Flux-tunable heat sink for quantum electric circuits

TL;DR

This paper demonstrates a tunable heat sink device for superconducting qubits, enabling efficient photon dissipation and potential rapid initialization of quantum states in superconducting microwave circuits.

Contribution

The authors experimentally realize a flux-tunable heat sink with coupled resonators, allowing on-demand control of photon dissipation in superconducting circuits.

Findings

Loaded quality factor tunable from >10^5 to a few thousand

Efficient photon dissipation when resonators are in resonance

Quantitative agreement with theoretical model

Abstract

Superconducting microwave circuits show great potential for practical quantum technological applications such as quantum information processing.

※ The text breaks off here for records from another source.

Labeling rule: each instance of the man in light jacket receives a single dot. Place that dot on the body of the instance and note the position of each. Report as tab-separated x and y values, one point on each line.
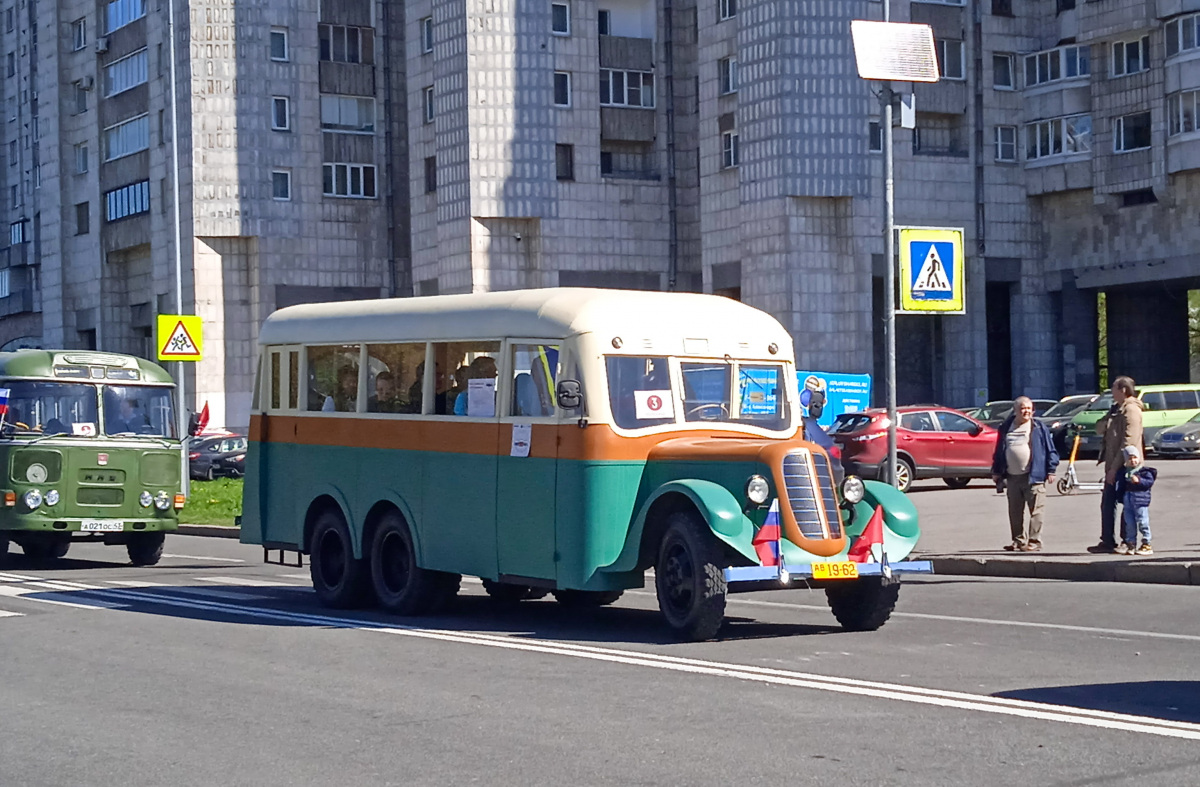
1121	428
1025	461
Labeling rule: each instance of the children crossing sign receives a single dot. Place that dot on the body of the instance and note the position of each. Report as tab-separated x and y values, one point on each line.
180	337
933	271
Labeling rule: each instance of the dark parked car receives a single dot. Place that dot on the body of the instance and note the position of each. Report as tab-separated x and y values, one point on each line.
208	456
931	443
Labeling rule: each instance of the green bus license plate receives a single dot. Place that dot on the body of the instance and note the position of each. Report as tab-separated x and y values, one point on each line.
101	526
845	570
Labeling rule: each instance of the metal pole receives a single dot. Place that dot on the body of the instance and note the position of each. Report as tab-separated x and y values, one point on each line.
889	277
181	383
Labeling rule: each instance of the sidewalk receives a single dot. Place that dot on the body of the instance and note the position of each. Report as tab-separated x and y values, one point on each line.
964	532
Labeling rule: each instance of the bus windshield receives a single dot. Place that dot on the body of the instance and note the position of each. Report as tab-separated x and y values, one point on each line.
642	394
138	409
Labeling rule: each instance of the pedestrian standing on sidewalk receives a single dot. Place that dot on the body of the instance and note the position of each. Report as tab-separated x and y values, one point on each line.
1133	487
1025	461
1121	428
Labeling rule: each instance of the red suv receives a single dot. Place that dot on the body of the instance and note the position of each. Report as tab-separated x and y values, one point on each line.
931	443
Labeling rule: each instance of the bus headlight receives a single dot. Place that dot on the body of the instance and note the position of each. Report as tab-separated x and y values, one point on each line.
852	490
757	490
33	499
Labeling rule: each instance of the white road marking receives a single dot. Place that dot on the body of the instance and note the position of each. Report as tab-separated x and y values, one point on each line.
202	557
246	583
917	695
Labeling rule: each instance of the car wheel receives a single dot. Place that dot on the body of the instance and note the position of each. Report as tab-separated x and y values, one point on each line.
905	474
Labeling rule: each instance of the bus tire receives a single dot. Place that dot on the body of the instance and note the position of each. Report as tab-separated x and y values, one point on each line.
586	599
864	605
145	548
400	584
689	580
339	578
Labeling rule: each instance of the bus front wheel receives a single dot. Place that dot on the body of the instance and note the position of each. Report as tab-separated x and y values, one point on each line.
400	584
144	548
689	578
339	578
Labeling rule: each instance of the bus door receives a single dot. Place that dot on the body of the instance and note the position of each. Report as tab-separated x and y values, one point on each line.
528	463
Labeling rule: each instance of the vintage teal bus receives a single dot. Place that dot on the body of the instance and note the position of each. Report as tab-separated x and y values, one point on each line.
90	451
559	440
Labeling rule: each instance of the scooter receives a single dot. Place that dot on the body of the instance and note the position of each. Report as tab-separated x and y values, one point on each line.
1069	480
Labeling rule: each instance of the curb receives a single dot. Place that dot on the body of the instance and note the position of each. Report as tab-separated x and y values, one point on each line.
209	530
1182	572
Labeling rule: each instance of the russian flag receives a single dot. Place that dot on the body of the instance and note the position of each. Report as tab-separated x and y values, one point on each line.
766	540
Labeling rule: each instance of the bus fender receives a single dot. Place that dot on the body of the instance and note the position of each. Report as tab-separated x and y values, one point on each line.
719	508
900	526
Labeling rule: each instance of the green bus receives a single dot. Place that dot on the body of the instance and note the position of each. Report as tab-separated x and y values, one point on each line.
556	440
90	452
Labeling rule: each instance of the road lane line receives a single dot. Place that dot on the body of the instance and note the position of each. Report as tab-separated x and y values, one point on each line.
918	695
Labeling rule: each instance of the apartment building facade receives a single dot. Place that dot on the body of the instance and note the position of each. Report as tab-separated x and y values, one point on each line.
361	149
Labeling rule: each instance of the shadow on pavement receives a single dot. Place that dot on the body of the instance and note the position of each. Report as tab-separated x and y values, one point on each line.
1171	700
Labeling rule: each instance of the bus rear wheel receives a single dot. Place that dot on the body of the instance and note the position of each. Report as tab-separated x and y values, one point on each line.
339	578
400	584
145	548
864	605
689	578
586	599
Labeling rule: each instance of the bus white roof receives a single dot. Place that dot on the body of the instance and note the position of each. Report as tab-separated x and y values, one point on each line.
529	313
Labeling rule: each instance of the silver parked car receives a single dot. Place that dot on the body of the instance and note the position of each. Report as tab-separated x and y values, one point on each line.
1179	440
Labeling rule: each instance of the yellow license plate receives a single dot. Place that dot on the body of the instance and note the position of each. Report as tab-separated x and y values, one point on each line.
847	570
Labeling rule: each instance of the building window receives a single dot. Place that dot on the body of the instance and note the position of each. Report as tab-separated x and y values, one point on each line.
564	162
78	34
340	43
431	174
1002	72
126	137
627	89
127	200
729	149
121	12
125	73
561	18
562	89
1006	143
1182	34
949	58
1131	56
427	35
1132	132
281	115
427	103
348	114
280	44
1065	62
1059	137
281	185
727	70
348	180
1181	112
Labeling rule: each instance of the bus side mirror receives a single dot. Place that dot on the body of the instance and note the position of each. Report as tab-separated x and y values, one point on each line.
570	395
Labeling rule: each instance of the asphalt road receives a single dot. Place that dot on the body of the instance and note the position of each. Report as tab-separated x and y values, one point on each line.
214	668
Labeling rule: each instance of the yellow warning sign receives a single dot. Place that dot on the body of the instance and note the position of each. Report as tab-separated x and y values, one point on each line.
180	337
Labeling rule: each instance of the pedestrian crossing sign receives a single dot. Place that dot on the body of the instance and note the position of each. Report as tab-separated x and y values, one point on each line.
933	274
180	337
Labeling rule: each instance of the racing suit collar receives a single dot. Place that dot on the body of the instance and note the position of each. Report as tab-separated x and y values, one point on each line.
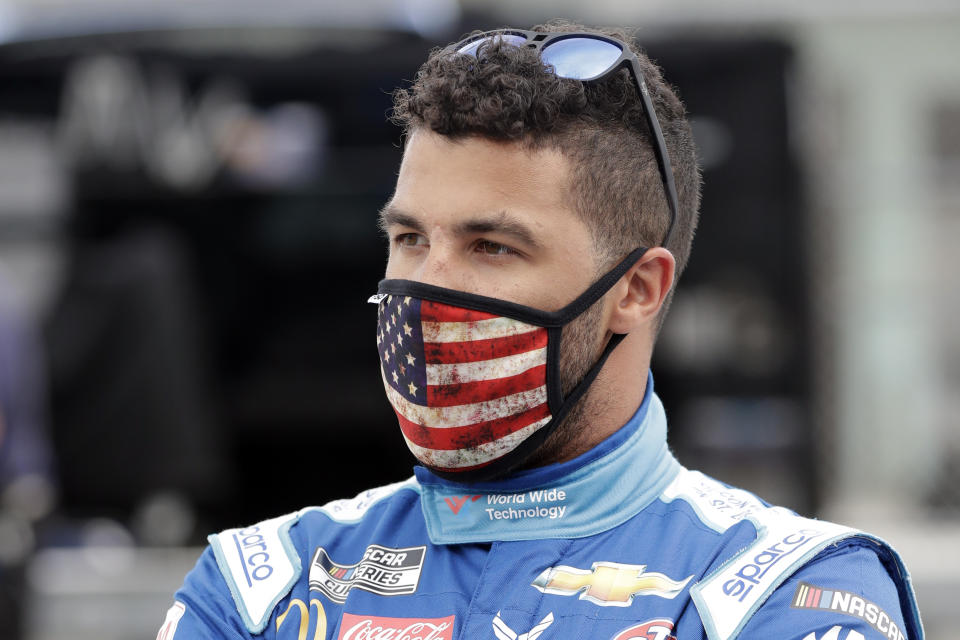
581	497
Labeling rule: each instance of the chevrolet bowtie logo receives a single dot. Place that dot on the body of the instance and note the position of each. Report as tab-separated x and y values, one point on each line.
609	584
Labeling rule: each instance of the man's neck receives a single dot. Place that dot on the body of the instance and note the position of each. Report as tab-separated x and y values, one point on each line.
609	403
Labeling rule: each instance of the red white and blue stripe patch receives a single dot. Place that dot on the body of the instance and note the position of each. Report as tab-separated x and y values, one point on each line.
467	386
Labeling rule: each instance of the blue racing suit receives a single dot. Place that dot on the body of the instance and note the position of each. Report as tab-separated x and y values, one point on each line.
621	543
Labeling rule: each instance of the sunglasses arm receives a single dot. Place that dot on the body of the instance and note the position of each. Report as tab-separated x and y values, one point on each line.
659	147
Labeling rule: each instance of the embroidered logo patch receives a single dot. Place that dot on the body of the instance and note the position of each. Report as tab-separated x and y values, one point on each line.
504	632
609	584
649	630
382	570
834	634
808	596
169	628
354	627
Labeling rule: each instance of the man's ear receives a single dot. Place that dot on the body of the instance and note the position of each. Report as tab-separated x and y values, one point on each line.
639	294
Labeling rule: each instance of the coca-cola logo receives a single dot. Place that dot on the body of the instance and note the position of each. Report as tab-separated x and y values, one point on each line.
353	627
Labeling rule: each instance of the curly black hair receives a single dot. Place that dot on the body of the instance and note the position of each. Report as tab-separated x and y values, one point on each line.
507	93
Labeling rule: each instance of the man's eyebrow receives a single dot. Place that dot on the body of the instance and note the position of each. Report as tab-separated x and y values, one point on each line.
391	216
503	223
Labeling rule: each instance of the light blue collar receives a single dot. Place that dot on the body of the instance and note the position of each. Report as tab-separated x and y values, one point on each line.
590	494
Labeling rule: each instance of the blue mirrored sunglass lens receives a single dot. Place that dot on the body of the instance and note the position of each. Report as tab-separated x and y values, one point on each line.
471	47
580	58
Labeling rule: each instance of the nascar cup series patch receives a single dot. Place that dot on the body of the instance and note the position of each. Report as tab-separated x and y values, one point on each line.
382	570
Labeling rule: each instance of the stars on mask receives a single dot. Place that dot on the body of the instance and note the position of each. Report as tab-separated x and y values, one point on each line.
401	347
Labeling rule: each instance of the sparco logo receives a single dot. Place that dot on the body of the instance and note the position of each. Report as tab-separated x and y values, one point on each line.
376	628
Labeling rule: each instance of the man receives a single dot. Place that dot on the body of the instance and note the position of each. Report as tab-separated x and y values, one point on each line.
539	222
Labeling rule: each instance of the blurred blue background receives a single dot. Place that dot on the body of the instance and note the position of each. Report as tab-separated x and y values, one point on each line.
188	199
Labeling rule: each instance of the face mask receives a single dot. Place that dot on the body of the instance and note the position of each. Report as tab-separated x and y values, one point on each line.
475	381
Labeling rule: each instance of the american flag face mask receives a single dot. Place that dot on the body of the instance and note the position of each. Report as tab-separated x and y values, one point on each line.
475	381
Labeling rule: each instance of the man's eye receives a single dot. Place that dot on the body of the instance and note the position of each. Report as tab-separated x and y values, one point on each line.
494	248
410	239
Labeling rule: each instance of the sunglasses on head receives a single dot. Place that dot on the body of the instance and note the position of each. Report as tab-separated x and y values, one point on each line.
588	57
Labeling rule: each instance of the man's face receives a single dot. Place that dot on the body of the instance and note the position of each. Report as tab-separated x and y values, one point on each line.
488	218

However, fast and on-demand initialization of the quantum degrees of freedom in these devices remains a challenge. Here, we experimentally implement a tunable heat sink that is potentially suitable for the initialization of superconducting qubits. Our device consists of two coupled resonators. The first resonator has a high quality factor and a fixed frequency whereas the second resonator is designed to have a low quality factor and a tunable resonance frequency. We engineer the low quality factor using an on-chip resistor and the frequency tunability using a superconducting quantum interference device. When the two resonators are in resonance, the photons in the high-quality resonator can be efficiently dissipated. We show that the corresponding loaded quality factor can be tuned from above $10^5$ down to a few thousand at 10 GHz in good quantitative agreement with our theoretical model.